One of Stophaus’s many complaints against Spamhaus is that it preemptively blocklists any IP determined to be under the control of someone or some entity listed on its Register of Known Spam Operations, or ROKSO, list.
Of the practice, Spamhaus says on its ROKSO FAQ page: “Once listed on ROKSO, all IP addresses determined to be used by or under the control of the listed entity are preemptively listed in the Spamhaus Block List (SBL), regardless of whether spam is emanating from them or not. All domains determined to be under the control of the listed entity are preemptively listed in the Domain Block List (DBL).”
Furthermore, Spamhaus notes: “To be removed from the ROKSO database you need to cease any spam activities you are engaged in. Spam activities include spamming, providing spam support services, servers or spamware to other spammers.

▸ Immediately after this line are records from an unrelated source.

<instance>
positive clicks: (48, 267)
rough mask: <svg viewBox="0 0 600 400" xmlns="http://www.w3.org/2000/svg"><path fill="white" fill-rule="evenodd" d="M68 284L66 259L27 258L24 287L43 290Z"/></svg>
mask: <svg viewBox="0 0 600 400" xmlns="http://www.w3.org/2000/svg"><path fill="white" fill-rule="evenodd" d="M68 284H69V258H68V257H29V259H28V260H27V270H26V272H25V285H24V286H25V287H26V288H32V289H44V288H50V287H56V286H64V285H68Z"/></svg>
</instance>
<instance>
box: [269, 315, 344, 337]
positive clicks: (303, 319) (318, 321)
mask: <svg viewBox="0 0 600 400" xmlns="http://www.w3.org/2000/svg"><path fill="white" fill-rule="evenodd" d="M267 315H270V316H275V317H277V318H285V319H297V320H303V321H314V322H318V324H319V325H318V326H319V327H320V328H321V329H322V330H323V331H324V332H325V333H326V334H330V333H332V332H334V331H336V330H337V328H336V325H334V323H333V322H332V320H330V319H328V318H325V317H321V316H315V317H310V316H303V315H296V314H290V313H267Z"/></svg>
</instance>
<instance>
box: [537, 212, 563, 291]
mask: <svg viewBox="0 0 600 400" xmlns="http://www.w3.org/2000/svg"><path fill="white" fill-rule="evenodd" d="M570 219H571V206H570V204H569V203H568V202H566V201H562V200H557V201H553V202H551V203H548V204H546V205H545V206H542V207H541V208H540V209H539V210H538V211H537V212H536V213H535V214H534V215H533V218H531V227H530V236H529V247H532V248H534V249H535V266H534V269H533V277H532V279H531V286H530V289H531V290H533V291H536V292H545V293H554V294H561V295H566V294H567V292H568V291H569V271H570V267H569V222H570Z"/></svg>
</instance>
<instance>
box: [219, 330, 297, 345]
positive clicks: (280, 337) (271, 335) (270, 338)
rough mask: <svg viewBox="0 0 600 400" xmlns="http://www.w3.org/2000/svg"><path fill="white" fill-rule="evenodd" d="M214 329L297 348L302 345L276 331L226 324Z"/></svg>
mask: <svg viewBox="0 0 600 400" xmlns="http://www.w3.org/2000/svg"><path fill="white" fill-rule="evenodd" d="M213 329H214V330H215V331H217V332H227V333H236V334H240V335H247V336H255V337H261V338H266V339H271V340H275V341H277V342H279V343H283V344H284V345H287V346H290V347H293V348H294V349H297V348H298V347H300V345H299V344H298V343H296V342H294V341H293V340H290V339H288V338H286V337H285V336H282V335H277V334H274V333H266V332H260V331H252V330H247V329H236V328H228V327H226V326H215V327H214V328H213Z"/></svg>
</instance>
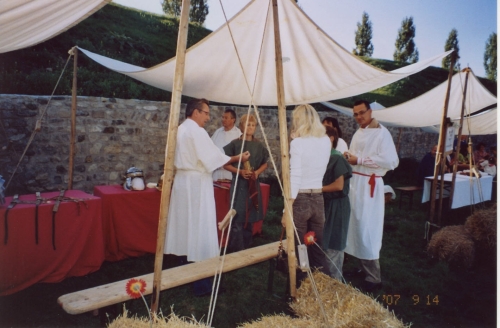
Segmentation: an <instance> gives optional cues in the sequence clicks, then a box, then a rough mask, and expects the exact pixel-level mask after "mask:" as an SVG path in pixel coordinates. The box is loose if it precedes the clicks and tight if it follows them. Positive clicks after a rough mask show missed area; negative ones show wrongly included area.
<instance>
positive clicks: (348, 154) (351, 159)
mask: <svg viewBox="0 0 500 328" xmlns="http://www.w3.org/2000/svg"><path fill="white" fill-rule="evenodd" d="M344 158H345V159H346V160H347V162H348V163H349V164H351V165H357V164H358V156H356V155H353V154H351V153H350V152H348V151H345V152H344Z"/></svg>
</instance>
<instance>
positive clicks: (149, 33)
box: [0, 3, 497, 108]
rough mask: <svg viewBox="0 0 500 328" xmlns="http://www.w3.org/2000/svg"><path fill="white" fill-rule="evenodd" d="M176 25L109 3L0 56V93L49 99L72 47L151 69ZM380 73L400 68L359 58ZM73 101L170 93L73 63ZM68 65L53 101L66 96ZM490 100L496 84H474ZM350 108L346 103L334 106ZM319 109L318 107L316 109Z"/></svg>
mask: <svg viewBox="0 0 500 328" xmlns="http://www.w3.org/2000/svg"><path fill="white" fill-rule="evenodd" d="M177 33H178V21H177V20H176V19H172V18H167V17H164V16H160V15H155V14H150V13H145V12H141V11H137V10H133V9H129V8H126V7H122V6H120V5H117V4H114V3H111V4H109V5H107V6H105V7H103V8H102V9H101V10H99V11H98V12H96V13H95V14H94V15H92V16H90V17H89V18H87V19H86V20H85V21H83V22H82V23H80V24H78V25H77V26H75V27H73V28H71V29H70V30H68V31H66V32H65V33H63V34H61V35H59V36H57V37H55V38H53V39H51V40H49V41H47V42H44V43H41V44H39V45H37V46H34V47H31V48H26V49H22V50H18V51H13V52H9V53H5V54H0V93H7V94H9V93H10V94H29V95H50V94H51V93H52V90H53V88H54V86H55V84H56V82H57V79H58V78H59V75H60V74H61V71H62V69H63V67H64V65H65V63H66V61H67V59H68V50H69V49H70V48H71V47H73V46H74V45H78V46H80V47H82V48H84V49H88V50H90V51H92V52H96V53H98V54H101V55H104V56H108V57H112V58H114V59H118V60H122V61H125V62H127V63H130V64H134V65H138V66H142V67H151V66H154V65H156V64H159V63H161V62H163V61H165V60H167V59H169V58H172V57H174V56H175V47H176V39H177ZM210 33H211V31H210V30H207V29H205V28H203V27H200V26H198V25H191V26H190V27H189V36H188V46H191V45H193V44H195V43H196V42H198V41H199V40H201V39H203V38H204V37H205V36H207V35H208V34H210ZM363 59H364V60H365V61H367V62H368V63H370V64H371V65H374V66H377V67H380V68H382V69H384V70H394V69H397V68H400V67H402V66H405V65H406V64H404V63H397V62H393V61H389V60H381V59H372V58H363ZM78 61H79V63H78V66H79V70H78V95H81V96H102V97H116V98H124V99H131V98H133V99H147V100H162V101H164V100H167V101H168V100H170V93H169V92H167V91H163V90H160V89H157V88H154V87H150V86H148V85H146V84H144V83H141V82H138V81H136V80H134V79H132V78H129V77H127V76H124V75H122V74H118V73H114V72H112V71H110V70H108V69H106V68H103V67H102V66H100V65H98V64H96V63H94V62H93V61H91V60H89V59H88V58H87V57H86V56H85V55H80V56H79V57H78ZM72 70H73V68H72V61H70V64H69V65H68V67H67V68H66V71H65V74H64V76H63V78H62V79H61V82H60V85H59V87H58V89H57V90H56V92H55V94H57V95H70V94H71V81H72ZM447 76H448V71H447V70H444V69H441V68H436V67H429V68H427V69H425V70H423V71H422V72H420V73H418V74H415V75H412V76H410V77H408V78H406V79H403V80H401V81H399V82H396V83H393V84H391V85H389V86H386V87H384V88H381V89H378V90H375V91H373V92H370V93H368V94H365V95H361V96H358V97H356V98H360V97H363V98H366V99H368V100H370V101H377V102H379V103H381V104H383V105H384V106H392V105H396V104H399V103H402V102H404V101H406V100H408V99H411V98H413V97H416V96H418V95H420V94H422V93H424V92H426V91H428V90H430V89H432V88H433V87H435V86H436V85H438V84H440V83H442V82H443V81H446V79H447ZM480 80H481V82H482V83H483V84H484V85H485V86H486V87H487V88H488V89H489V90H490V91H491V92H492V93H493V94H495V95H496V92H497V91H496V90H497V87H496V83H495V82H492V81H489V80H486V79H482V78H480ZM336 102H337V103H339V104H341V105H347V106H350V105H351V104H352V99H342V100H339V101H336ZM317 107H318V108H321V106H317Z"/></svg>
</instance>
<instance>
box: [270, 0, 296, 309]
mask: <svg viewBox="0 0 500 328" xmlns="http://www.w3.org/2000/svg"><path fill="white" fill-rule="evenodd" d="M272 7H273V24H274V53H275V64H276V84H277V88H276V89H277V97H278V120H279V131H280V148H281V176H282V178H283V189H284V190H283V194H284V195H283V197H285V206H286V203H287V202H288V200H289V199H290V190H291V188H290V159H289V155H288V132H287V123H286V105H285V87H284V82H283V60H282V58H283V56H282V53H281V39H280V28H279V16H278V0H272ZM285 215H286V218H285V220H286V242H287V253H288V269H289V270H288V271H289V274H290V296H291V297H292V298H293V299H295V298H296V296H297V287H296V272H295V269H296V255H295V240H294V234H293V221H292V217H291V215H290V212H289V211H285Z"/></svg>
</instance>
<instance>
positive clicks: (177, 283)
mask: <svg viewBox="0 0 500 328" xmlns="http://www.w3.org/2000/svg"><path fill="white" fill-rule="evenodd" d="M278 244H279V242H278V241H277V242H274V243H271V244H266V245H262V246H258V247H253V248H249V249H246V250H243V251H240V252H235V253H231V254H228V255H226V259H225V260H224V267H223V269H222V272H229V271H233V270H236V269H240V268H243V267H246V266H249V265H252V264H256V263H260V262H264V261H266V260H270V259H272V258H275V257H276V256H277V254H278ZM283 244H284V245H286V243H283ZM285 249H286V246H285ZM220 261H222V258H221V257H214V258H211V259H208V260H204V261H200V262H194V263H190V264H187V265H183V266H179V267H175V268H172V269H167V270H163V271H162V273H161V290H165V289H169V288H174V287H177V286H181V285H185V284H187V283H190V282H193V281H197V280H200V279H203V278H208V277H212V276H213V275H214V273H215V270H216V268H218V267H219V266H220ZM131 278H136V279H143V280H144V281H145V282H146V291H145V292H144V295H149V294H151V293H152V292H153V273H149V274H145V275H142V276H138V277H131ZM129 280H130V279H126V280H121V281H117V282H113V283H110V284H107V285H102V286H97V287H94V288H89V289H85V290H81V291H78V292H74V293H70V294H66V295H62V296H61V297H59V298H58V299H57V303H58V304H59V305H60V306H61V307H62V308H63V309H64V311H66V312H67V313H69V314H81V313H85V312H89V311H93V310H96V309H100V308H103V307H105V306H109V305H113V304H117V303H121V302H125V301H128V300H130V296H129V295H128V294H127V292H126V289H125V286H126V285H127V282H128V281H129Z"/></svg>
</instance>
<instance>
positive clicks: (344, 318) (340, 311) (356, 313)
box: [290, 272, 409, 328]
mask: <svg viewBox="0 0 500 328" xmlns="http://www.w3.org/2000/svg"><path fill="white" fill-rule="evenodd" d="M313 277H314V281H315V282H316V286H317V288H318V292H319V295H320V298H321V299H322V301H323V305H324V308H325V312H326V316H327V318H328V325H327V326H328V327H332V328H336V327H339V328H340V327H342V328H347V327H373V328H382V327H409V326H407V325H405V324H404V323H403V322H401V321H400V320H398V319H397V318H396V316H395V315H394V313H392V312H390V311H389V310H387V309H386V308H384V307H383V306H382V305H381V304H380V303H378V302H377V301H375V300H374V299H373V298H371V297H369V296H368V295H365V294H363V293H361V292H360V291H359V290H357V289H355V288H354V287H352V286H350V285H346V284H343V283H341V282H339V281H338V280H336V279H333V278H331V277H329V276H327V275H325V274H323V273H321V272H315V273H314V274H313ZM290 306H291V308H292V310H293V311H294V312H295V313H296V314H297V315H298V316H299V317H300V318H307V319H311V320H316V321H317V322H318V323H321V324H320V325H323V322H322V318H323V314H322V312H321V308H320V305H319V303H318V301H317V299H316V295H315V293H314V292H313V290H312V286H311V281H310V279H309V278H307V279H306V280H304V281H303V282H302V284H301V286H300V288H299V289H298V290H297V300H296V302H293V303H292V304H291V305H290ZM320 325H316V326H315V327H319V326H320Z"/></svg>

“You then need to remain unconnected with spamming for at least 6 months. Spamhaus is constantly updating ROKSO with information from many sources, therefore any new information linking you with spamming extends the life of your ROKSO record for a further 6 months.”
According to Stophaus, by preemptively blocking all IPs associated with someone they have deemed a spammer, Spamhaus is effectively stopping the person from making a living.
“Often, this user is an online professional and has only background in the IT sector …. So, essentially Spamhaus is asking this professional to take a 6-month haetus [sic] from work and still be able to pay their bills and feed their family. All without a trial, an appeals process, a vote, or even a chance to defend one's self or require them to support the claims.”
One example of the preemptive blacklisting with which Stophaus disagrees is that of an organization called Church of Common Good.
According to Stophaus, Spamhaus blocked the Church of Common Good’s IPs because a woman on its board was the girlfriend of a ROKSO listee.
According to Spamhaus, however, the Church of Common Good is/was a fake church set up by Andrew Stephens, a man Spamhaus contends is a spammer, to scam donations and avoid taxes.
Neither a message left on the Church of Common Good’s voicemail, nor an email sent to its published contact email address asking for comment was returned.
Attempts to access the ChurchofCommonGood.org home page resulted in a suspended-account message.
According to Spamhaus, Stophaus is Andrew Stephens’s creation.
According to the people who claimed to represent Stophaus to The Magill Report, Stophaus is not Andrew Stephens’s creation, but “approximately 50 active members at this time and the vast majority are ISPs and Tier 2 providers.”
When asked for specifics, Stophaus declined to name any members.
Steve Linford, chief executive of Spamhaus, said last week in an email exchange with the Magill Report that the attacks have stopped.
When asked if he thought that at least one of the people commenting on the Magill Report web site claiming to represent Stophaus was behind the attacks, he replied: “Yes. However he was not alone. I cannot comment more I'm afraid.”